Höllrigl ist überzeugt, dass Vittozzi auch kommenden Winter im Kampf um die große Kugel mitmischen wird. So weit ist Tommaso Giacomel längst noch nicht. Der hochbegabte Biathlet aus dem Trentino hat sich aber im Schatten der norwegischen Superstars in der Weltspitze festgebissen. Was ihm fehlt: ein Weltcupsieg. „Der wird kommen“, prophezeit Höllrigl, „jedoch muss Tommy noch Kleinigkeiten verbessern.“ Und was ist eigentlich mit Dorothea Wierer?
„Diesen Winter werden wir wieder die 'alte' Doro sehen. Sie und auch wir haben unsere Lehren aus der letzten, von Rückschlägen geprägten Saison gezogen. Wenn sie fit und formstark ist, zählt sie noch immer zu den Besten des Biathlonsports.“ _

Neben Vittozzi, Giacomel und Wierer zählt auch Lukas Hofer zu den Leistungsträgern. Dahinter reiht sich eine schier endlose Zahl an potenziellen Spitzenathleten, die allerdings den Durchbruch noch nicht geschafft haben. Didier Bionaz, Rebecca Passler und Hannah Auchentaller sind nur einige davon. Ihnen gebührt besonderes Augenmerk, denn Italien soll im zweitklassigen IBU Cup endlich erfolgreicher werden und dadurch auch im Weltcup an Breite gewinnen. Höllrigl wechselt nun den Tonfall, entschlossen gibt er die Marschrichtung vor, als wir fragen: Wie lautet die Ansage für diesen Weltcup-Winter?

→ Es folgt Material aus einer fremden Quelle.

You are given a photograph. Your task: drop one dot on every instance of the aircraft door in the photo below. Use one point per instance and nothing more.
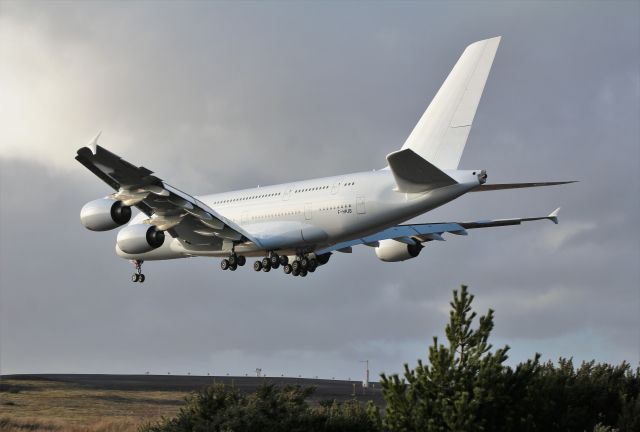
(335, 187)
(360, 207)
(288, 192)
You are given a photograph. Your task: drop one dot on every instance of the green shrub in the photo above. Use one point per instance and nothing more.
(270, 408)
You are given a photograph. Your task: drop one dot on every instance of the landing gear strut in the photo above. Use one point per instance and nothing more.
(137, 276)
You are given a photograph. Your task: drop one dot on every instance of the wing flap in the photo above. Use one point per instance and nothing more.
(502, 186)
(421, 233)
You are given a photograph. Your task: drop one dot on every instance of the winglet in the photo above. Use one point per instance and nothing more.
(553, 216)
(94, 143)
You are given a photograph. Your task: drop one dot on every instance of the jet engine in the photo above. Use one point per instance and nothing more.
(139, 238)
(393, 250)
(104, 214)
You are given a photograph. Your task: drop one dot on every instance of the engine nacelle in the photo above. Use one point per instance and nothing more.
(393, 251)
(139, 238)
(104, 214)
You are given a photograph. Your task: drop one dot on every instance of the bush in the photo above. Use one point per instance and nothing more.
(270, 408)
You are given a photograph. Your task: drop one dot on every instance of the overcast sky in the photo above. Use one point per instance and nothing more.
(221, 96)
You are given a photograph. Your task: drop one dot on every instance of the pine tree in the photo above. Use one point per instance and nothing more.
(463, 388)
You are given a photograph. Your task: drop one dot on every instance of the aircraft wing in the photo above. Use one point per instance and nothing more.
(186, 218)
(420, 233)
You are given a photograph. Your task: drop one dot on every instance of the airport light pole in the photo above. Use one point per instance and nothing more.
(365, 382)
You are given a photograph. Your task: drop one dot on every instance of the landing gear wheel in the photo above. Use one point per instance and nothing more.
(137, 276)
(313, 264)
(296, 266)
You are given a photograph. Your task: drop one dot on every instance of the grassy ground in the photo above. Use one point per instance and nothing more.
(42, 405)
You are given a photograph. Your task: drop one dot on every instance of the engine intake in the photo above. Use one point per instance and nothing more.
(393, 250)
(104, 214)
(139, 238)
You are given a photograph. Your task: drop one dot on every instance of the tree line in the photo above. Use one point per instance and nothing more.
(464, 386)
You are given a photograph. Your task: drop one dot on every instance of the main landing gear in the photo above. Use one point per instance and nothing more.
(301, 265)
(233, 262)
(272, 261)
(137, 276)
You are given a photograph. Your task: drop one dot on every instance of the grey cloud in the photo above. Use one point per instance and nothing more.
(221, 96)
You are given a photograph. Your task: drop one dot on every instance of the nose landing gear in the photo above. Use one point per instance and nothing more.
(137, 276)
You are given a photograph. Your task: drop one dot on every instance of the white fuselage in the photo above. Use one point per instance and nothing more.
(308, 215)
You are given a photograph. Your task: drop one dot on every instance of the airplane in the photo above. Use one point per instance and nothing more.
(299, 225)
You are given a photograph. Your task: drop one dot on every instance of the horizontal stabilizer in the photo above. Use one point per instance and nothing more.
(414, 174)
(502, 186)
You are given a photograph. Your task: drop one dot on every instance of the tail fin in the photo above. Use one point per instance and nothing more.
(441, 133)
(415, 174)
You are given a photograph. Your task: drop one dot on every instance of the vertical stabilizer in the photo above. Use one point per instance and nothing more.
(441, 133)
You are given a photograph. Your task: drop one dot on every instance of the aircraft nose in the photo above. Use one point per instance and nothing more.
(482, 177)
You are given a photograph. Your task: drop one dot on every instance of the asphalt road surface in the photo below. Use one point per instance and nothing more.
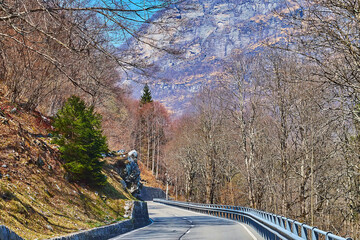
(176, 223)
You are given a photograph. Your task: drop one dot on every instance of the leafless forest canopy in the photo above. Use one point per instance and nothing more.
(279, 131)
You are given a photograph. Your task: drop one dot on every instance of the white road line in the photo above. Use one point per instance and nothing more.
(250, 233)
(125, 234)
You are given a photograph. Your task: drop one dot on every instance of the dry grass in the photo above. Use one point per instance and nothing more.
(36, 201)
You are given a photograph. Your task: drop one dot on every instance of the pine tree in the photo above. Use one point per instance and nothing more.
(78, 133)
(146, 97)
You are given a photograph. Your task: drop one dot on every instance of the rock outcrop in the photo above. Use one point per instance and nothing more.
(207, 32)
(131, 173)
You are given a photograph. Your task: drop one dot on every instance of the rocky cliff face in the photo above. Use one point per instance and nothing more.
(206, 32)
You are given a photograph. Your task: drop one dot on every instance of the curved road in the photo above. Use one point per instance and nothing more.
(176, 223)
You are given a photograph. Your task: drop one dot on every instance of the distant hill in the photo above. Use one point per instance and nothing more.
(206, 32)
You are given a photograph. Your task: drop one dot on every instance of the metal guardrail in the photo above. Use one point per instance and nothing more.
(270, 226)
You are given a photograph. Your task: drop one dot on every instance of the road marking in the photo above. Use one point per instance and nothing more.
(250, 233)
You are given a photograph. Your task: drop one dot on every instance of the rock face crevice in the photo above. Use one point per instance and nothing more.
(207, 32)
(139, 218)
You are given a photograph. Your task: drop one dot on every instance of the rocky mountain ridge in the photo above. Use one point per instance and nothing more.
(207, 33)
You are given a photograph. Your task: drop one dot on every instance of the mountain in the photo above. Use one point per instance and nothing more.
(206, 33)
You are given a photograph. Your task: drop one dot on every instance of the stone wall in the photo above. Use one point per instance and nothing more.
(139, 218)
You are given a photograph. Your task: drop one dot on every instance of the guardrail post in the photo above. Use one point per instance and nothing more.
(314, 234)
(303, 231)
(295, 228)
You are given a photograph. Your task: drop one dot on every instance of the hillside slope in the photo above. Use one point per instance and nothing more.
(36, 201)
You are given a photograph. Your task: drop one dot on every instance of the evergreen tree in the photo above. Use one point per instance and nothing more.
(78, 133)
(146, 97)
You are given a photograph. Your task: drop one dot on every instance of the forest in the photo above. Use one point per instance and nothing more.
(278, 130)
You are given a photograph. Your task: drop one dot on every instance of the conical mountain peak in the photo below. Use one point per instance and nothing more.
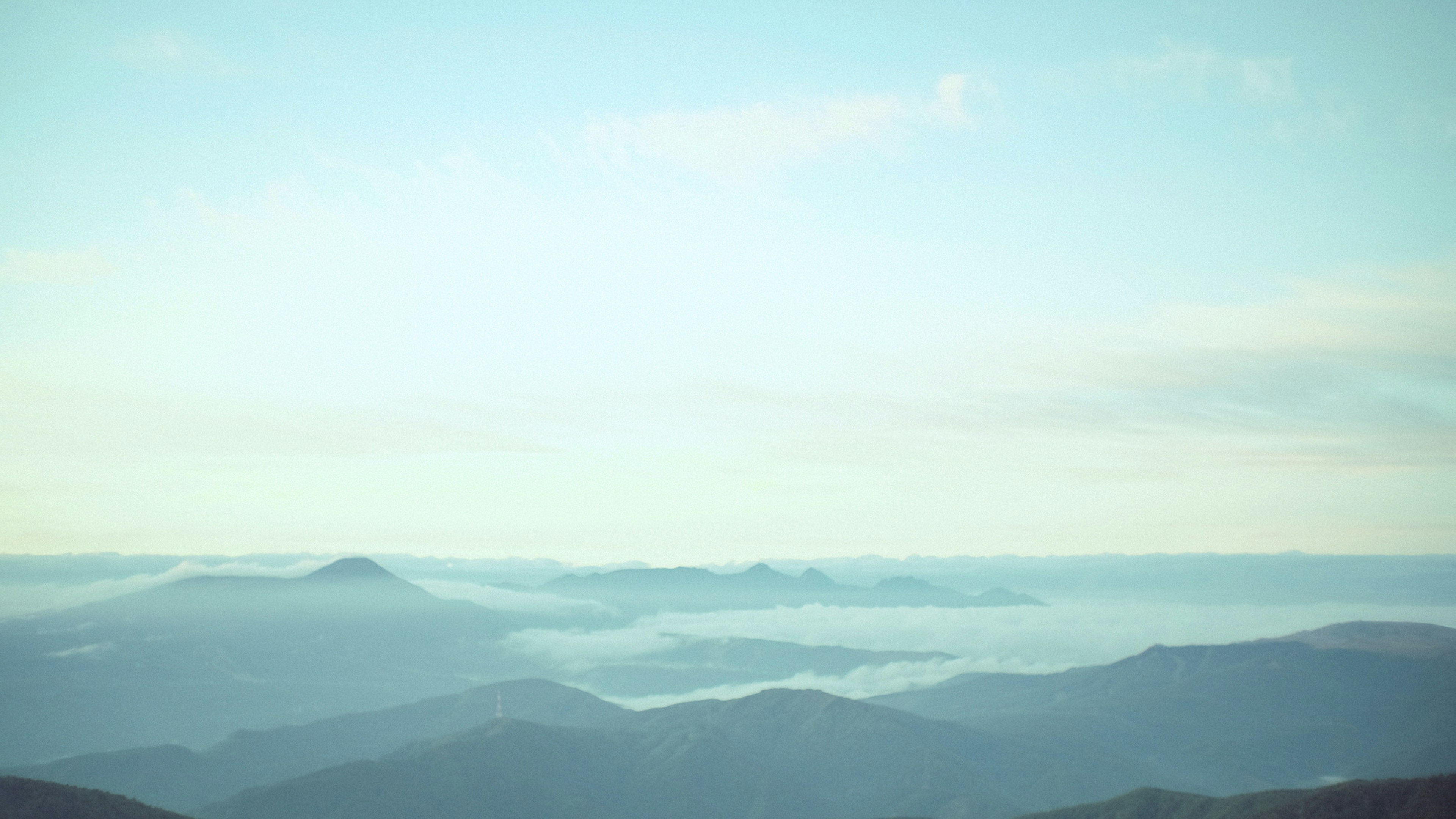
(351, 569)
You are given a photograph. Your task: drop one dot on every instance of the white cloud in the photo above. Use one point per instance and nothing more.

„Aus der zweiten Reihe muss ein Schritt nach vorne gesetzt werden. Die Jungen haben mittlerweile eine gewisse Erfahrung, sie sind durch Höhen und Tiefen gegangen, haben sich athletisch ans höchste Niveau angepasst. Hier geht es nicht um Einzelne, sondern um die ganze Mannschaft. Wir wollen aus dem Talent Kapital schlagen – sprich mehr Athleten in die Top Ten bringen. Das haben wir auch so kommuniziert.“ _

Vorläufig hat es Daniele Cappellari aus der angesprochenen zweiten Reihe ins Nationalteam geschafft. Er steht im 12-Mann-Kader, der den Weltcup-Auftakt bestreitet. „Das kann sich nach Kontiolahti rasch ändern, so sind David Zingerle und Christoph Pircher beispielsweise nah dran am Weltcup-Team. Auch bei den Frauen ist die Konkurrenz groß“, sagt Höllrigl.

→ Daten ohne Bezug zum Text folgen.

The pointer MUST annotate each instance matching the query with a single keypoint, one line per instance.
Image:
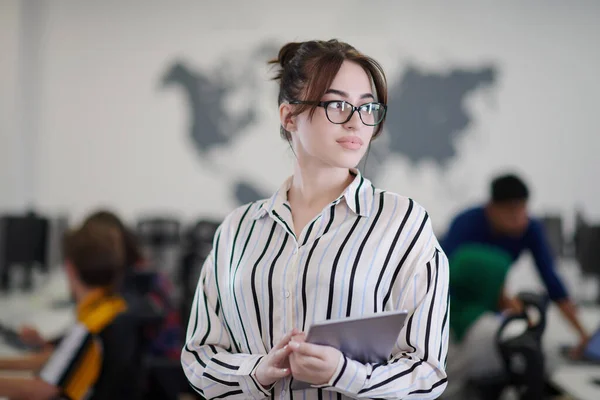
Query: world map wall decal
(427, 111)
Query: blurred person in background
(482, 244)
(166, 340)
(95, 359)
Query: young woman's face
(319, 140)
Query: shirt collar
(358, 197)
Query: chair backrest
(587, 249)
(522, 354)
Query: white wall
(11, 191)
(108, 134)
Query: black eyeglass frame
(325, 105)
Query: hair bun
(287, 53)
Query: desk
(578, 381)
(35, 309)
(575, 380)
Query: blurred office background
(165, 110)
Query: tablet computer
(368, 339)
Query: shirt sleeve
(544, 261)
(417, 368)
(75, 365)
(211, 367)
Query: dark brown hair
(133, 254)
(307, 70)
(96, 252)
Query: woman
(326, 245)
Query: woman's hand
(275, 365)
(312, 363)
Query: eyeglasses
(340, 112)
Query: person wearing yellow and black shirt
(95, 359)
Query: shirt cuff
(349, 376)
(266, 392)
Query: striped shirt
(368, 251)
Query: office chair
(522, 355)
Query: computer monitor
(554, 232)
(587, 249)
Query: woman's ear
(287, 119)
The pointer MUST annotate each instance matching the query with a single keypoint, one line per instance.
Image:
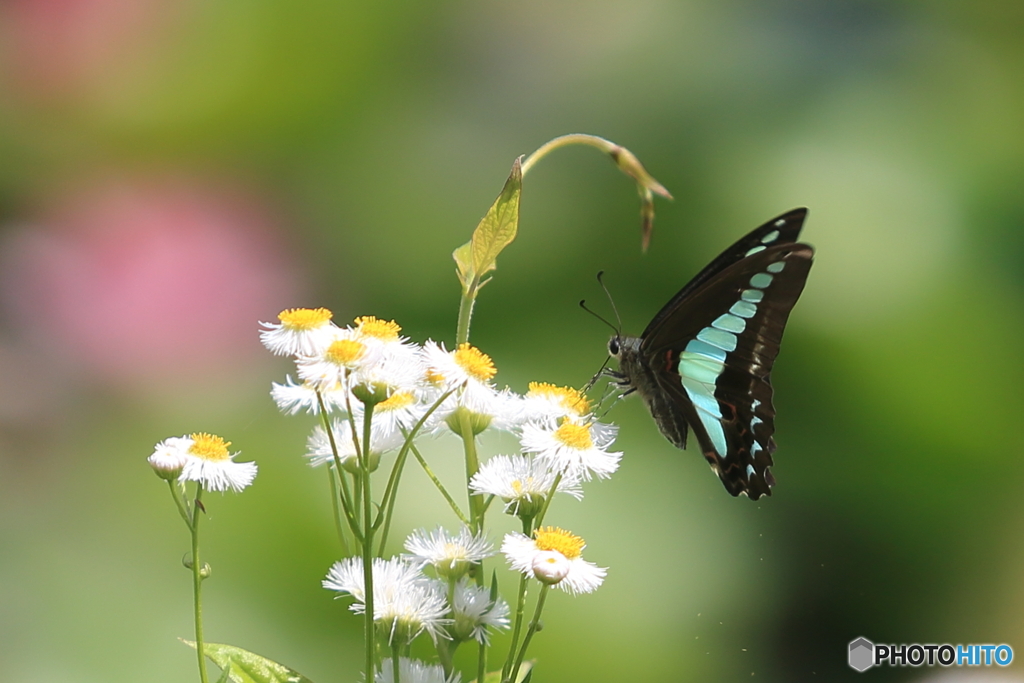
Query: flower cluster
(343, 369)
(374, 393)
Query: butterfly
(705, 361)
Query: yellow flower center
(571, 399)
(455, 551)
(519, 486)
(476, 364)
(345, 351)
(552, 538)
(304, 318)
(383, 330)
(574, 436)
(209, 446)
(396, 401)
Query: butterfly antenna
(583, 304)
(600, 280)
(593, 380)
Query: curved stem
(198, 584)
(604, 145)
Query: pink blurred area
(56, 46)
(146, 282)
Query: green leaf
(498, 228)
(244, 667)
(525, 673)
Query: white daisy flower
(451, 555)
(406, 602)
(522, 482)
(345, 352)
(398, 412)
(169, 457)
(301, 332)
(469, 371)
(208, 462)
(414, 671)
(318, 444)
(292, 398)
(548, 402)
(473, 612)
(553, 556)
(578, 449)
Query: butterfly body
(705, 363)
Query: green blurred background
(173, 172)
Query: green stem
(391, 492)
(532, 629)
(547, 501)
(444, 656)
(342, 494)
(368, 540)
(472, 466)
(337, 513)
(198, 583)
(519, 608)
(440, 486)
(178, 502)
(466, 311)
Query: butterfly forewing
(706, 358)
(778, 230)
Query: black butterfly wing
(713, 353)
(778, 230)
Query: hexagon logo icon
(861, 654)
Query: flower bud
(550, 566)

Der zweifache Familienvater aus Latsch ist bei seinen jungen Athleten um ein Mittelmaß bemüht. Es gilt sie in die Pflicht zu nehmen, ohne sie unter Druck zu setzen. Dabei hilft ihm ein langjähriger Weggefährte, Cheftrainer Alex Inderst. „Er ist ein absoluter Fachmann, er lebt den Biathlonsport“, so Höllrigl über Inderst. Gemeinsam wollen sie Erfolg haben. Doch wo darf man sich die größten Siegchancen ausrechnen?

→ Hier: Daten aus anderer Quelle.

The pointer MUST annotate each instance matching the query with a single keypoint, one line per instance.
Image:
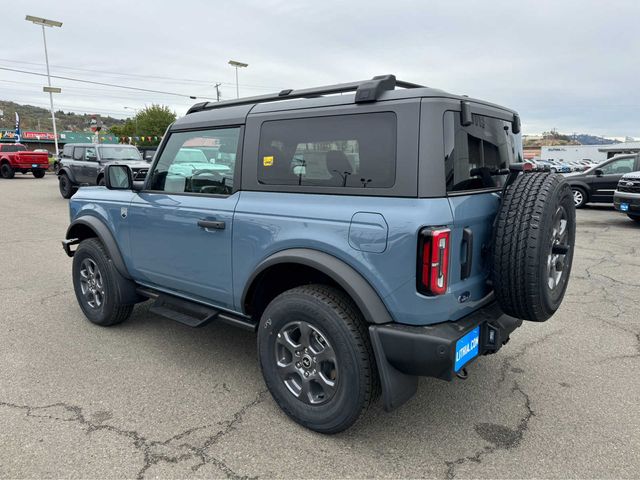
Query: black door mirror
(118, 177)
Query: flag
(17, 137)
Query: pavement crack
(174, 449)
(499, 436)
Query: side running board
(191, 313)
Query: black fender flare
(104, 234)
(69, 173)
(359, 289)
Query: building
(44, 140)
(571, 153)
(618, 148)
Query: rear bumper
(631, 199)
(403, 352)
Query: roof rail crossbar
(366, 91)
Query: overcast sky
(572, 65)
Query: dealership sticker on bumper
(467, 348)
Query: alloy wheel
(91, 283)
(306, 362)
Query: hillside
(39, 119)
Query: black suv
(83, 164)
(598, 183)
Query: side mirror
(118, 177)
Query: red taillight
(434, 261)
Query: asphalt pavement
(153, 398)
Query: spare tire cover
(533, 243)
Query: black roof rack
(366, 91)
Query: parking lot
(152, 398)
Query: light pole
(237, 65)
(135, 118)
(43, 22)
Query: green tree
(152, 122)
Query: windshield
(123, 153)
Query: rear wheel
(95, 285)
(6, 171)
(316, 358)
(533, 243)
(65, 185)
(579, 197)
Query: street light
(43, 22)
(237, 65)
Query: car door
(77, 165)
(181, 224)
(605, 178)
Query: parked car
(626, 198)
(598, 183)
(14, 157)
(82, 164)
(370, 239)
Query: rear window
(356, 151)
(476, 156)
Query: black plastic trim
(350, 280)
(404, 352)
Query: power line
(26, 72)
(159, 77)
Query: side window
(184, 167)
(356, 151)
(67, 151)
(90, 154)
(475, 156)
(619, 167)
(78, 153)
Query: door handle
(213, 224)
(467, 239)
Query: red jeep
(14, 157)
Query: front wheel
(6, 171)
(317, 359)
(95, 285)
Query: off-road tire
(333, 313)
(523, 245)
(65, 185)
(6, 171)
(580, 197)
(112, 310)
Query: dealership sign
(10, 135)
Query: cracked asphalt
(152, 398)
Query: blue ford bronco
(370, 234)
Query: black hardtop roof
(379, 88)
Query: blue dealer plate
(467, 348)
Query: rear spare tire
(533, 244)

„In den Staffelrennen! Früher hatten wir einzelne Spitzenathleten, doch jetzt sind wir so gut, dass wir bei den Frauen und Männern vier starke Starter haben. Ein Fokus liegt auf der Mixed-Staffel, da diese olympisch ist. Wir können uns zwar nicht auf eine Stufe mit Norwegen und Frankreich stellen, aber wir möchten zu den Top-3 zählen.“ _

Als Höllrigl dieses Ziel vorgibt, stehen wir bereits an der großen Fensterfront des Marteller Funktionsgebäudes. Unten am Schießstand ist Ruhe eingekehrt, die Athleten sitzen längst beim Mittagessen im Hotel. „Bitte verstehen Sie mich nicht falsch, jeder hier gibt Vollgas. Allerdings muss es unser Anspruch sein, weiter zu wachsen. Mehr Podestplätze, mehr Siege einzufahren, vor allem aber mehr Sportler im azurblauen Anzug vorne dabei zu haben“, sagt Höllrigl am Ende unseres Gesprächs etwas nachdenklich. Dann huscht ihm ein Lächeln über die Lippen. „Ich habe das Gefühl, dass das hinhauen wird.“ Es ist wohl genau diese Überzeugung, die Zuversicht, die Höllrigl in dieser hektischen Zeit so ruhig und gelassen wirken lassen.